The inspector’s report also said that the board “is therefore satisfied that the development, if permitted as proposed, would endanger public safety by reason of traffic hazard and would cause an obstruction to pedestrians, cyclists, and other vulnerable road users.”

The inspector also issued a warning that the current plan may hinder access to the site by emergency vehicles.

Despite this, ABP decided to overrule its inspector and grant permission for the development.

This comes as Limerick Chamber recently called out the number of significant high profile developments in the city that have been  stalled by appeals to ABP in recent months.

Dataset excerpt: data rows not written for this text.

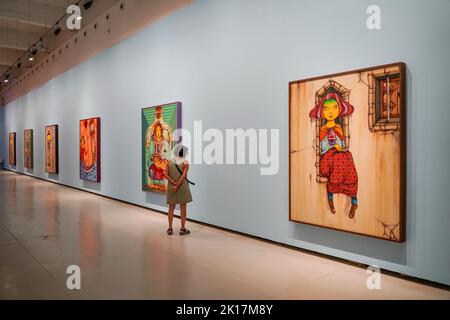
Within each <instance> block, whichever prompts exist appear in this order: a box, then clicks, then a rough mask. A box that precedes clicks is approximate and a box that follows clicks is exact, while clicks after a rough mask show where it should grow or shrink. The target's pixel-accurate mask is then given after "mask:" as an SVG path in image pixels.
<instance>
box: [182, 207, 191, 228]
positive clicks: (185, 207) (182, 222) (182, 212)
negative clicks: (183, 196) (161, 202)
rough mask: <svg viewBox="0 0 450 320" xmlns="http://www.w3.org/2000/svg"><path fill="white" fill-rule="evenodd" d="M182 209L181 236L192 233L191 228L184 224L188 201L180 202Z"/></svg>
mask: <svg viewBox="0 0 450 320" xmlns="http://www.w3.org/2000/svg"><path fill="white" fill-rule="evenodd" d="M180 209H181V229H180V236H182V235H185V234H189V233H191V232H190V231H189V230H187V229H186V228H185V227H184V226H185V224H186V203H185V204H180Z"/></svg>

In granting permission for the development, ABP said that the development “would not seriously injure the amenities of the area”, adding that the scheme is “modest” and shouldn’t lead to traffic gridlock within the estate.

In relation to traffic issues and concerns about whether emergency vehicles would be able to access the site if needed, ABP were of the opinion that there would be sufficient space provided.

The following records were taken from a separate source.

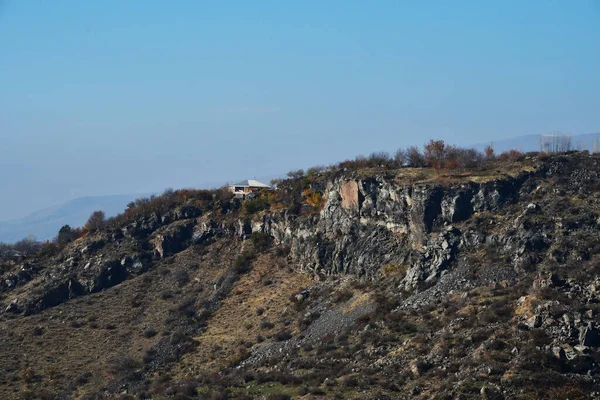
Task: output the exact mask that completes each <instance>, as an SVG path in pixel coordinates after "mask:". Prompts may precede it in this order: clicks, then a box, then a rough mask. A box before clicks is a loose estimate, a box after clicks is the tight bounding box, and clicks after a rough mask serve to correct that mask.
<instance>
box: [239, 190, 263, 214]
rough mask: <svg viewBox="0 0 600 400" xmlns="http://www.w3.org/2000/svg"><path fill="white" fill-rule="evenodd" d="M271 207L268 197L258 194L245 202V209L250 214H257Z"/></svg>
mask: <svg viewBox="0 0 600 400" xmlns="http://www.w3.org/2000/svg"><path fill="white" fill-rule="evenodd" d="M268 207H269V203H268V202H267V199H266V198H264V197H262V196H260V195H258V196H257V197H254V198H251V199H248V200H246V201H245V202H244V211H245V212H246V214H248V215H252V214H255V213H257V212H259V211H263V210H266V209H267V208H268Z"/></svg>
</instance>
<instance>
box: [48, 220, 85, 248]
mask: <svg viewBox="0 0 600 400" xmlns="http://www.w3.org/2000/svg"><path fill="white" fill-rule="evenodd" d="M83 234H84V231H83V230H82V229H81V228H75V229H73V228H71V226H69V225H63V227H62V228H60V230H59V231H58V235H57V236H56V239H55V242H56V243H57V244H58V245H59V246H64V245H65V244H67V243H70V242H72V241H74V240H76V239H78V238H80V237H81V236H83Z"/></svg>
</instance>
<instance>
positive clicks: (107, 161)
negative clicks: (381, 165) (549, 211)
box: [0, 0, 600, 219]
mask: <svg viewBox="0 0 600 400" xmlns="http://www.w3.org/2000/svg"><path fill="white" fill-rule="evenodd" d="M599 115H600V2H598V1H595V0H590V1H584V0H581V1H568V0H564V1H533V0H528V1H521V0H519V1H495V2H489V1H453V2H447V1H372V2H367V1H349V0H344V1H322V0H319V1H261V0H256V1H245V0H244V1H227V2H224V1H213V2H209V1H183V0H182V1H173V2H169V1H151V0H144V1H142V0H138V1H134V0H128V1H121V0H112V1H111V0H103V1H99V0H98V1H82V0H72V1H67V0H56V1H45V0H38V1H34V0H0V185H1V186H2V191H1V192H0V193H1V195H0V219H6V218H10V217H16V216H19V215H22V214H25V213H28V212H30V211H34V210H35V209H37V208H41V207H44V206H49V205H52V204H56V203H60V202H63V201H66V200H68V199H71V198H74V197H78V196H84V195H99V194H118V193H140V192H150V191H159V190H162V189H164V188H165V187H169V186H171V187H174V188H177V187H183V186H196V185H199V184H203V183H211V184H217V183H221V182H225V181H231V180H235V179H245V178H252V177H263V176H268V175H273V174H280V173H285V172H286V171H288V170H290V169H293V168H300V167H309V166H311V165H314V164H327V163H330V162H334V161H338V160H341V159H343V158H347V157H352V156H355V155H357V154H361V153H362V154H366V153H370V152H372V151H378V150H387V151H390V152H393V151H395V149H397V148H398V147H401V146H406V145H411V144H419V145H420V144H423V143H424V142H425V141H426V140H427V139H429V138H431V137H435V138H442V139H445V140H447V141H449V142H453V143H456V144H463V145H464V144H470V143H477V142H482V141H487V140H494V139H496V140H497V139H499V138H505V137H511V136H518V135H522V134H534V133H544V132H549V131H556V130H562V131H569V132H573V133H588V132H592V131H597V130H598V126H599Z"/></svg>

“The Board noted that the scheme is modest in scale with a short distance of internal shared surface area, and with clearly demarcated associated parking and turning capability,” An Bord Pleanála’s decision letter said.

“Given the modest requirements for movement which would be generated by the proposed development, and the low speed of any vehicle movements here in practice … the Board did not agree that a refusal of permission was warranted on this issue.”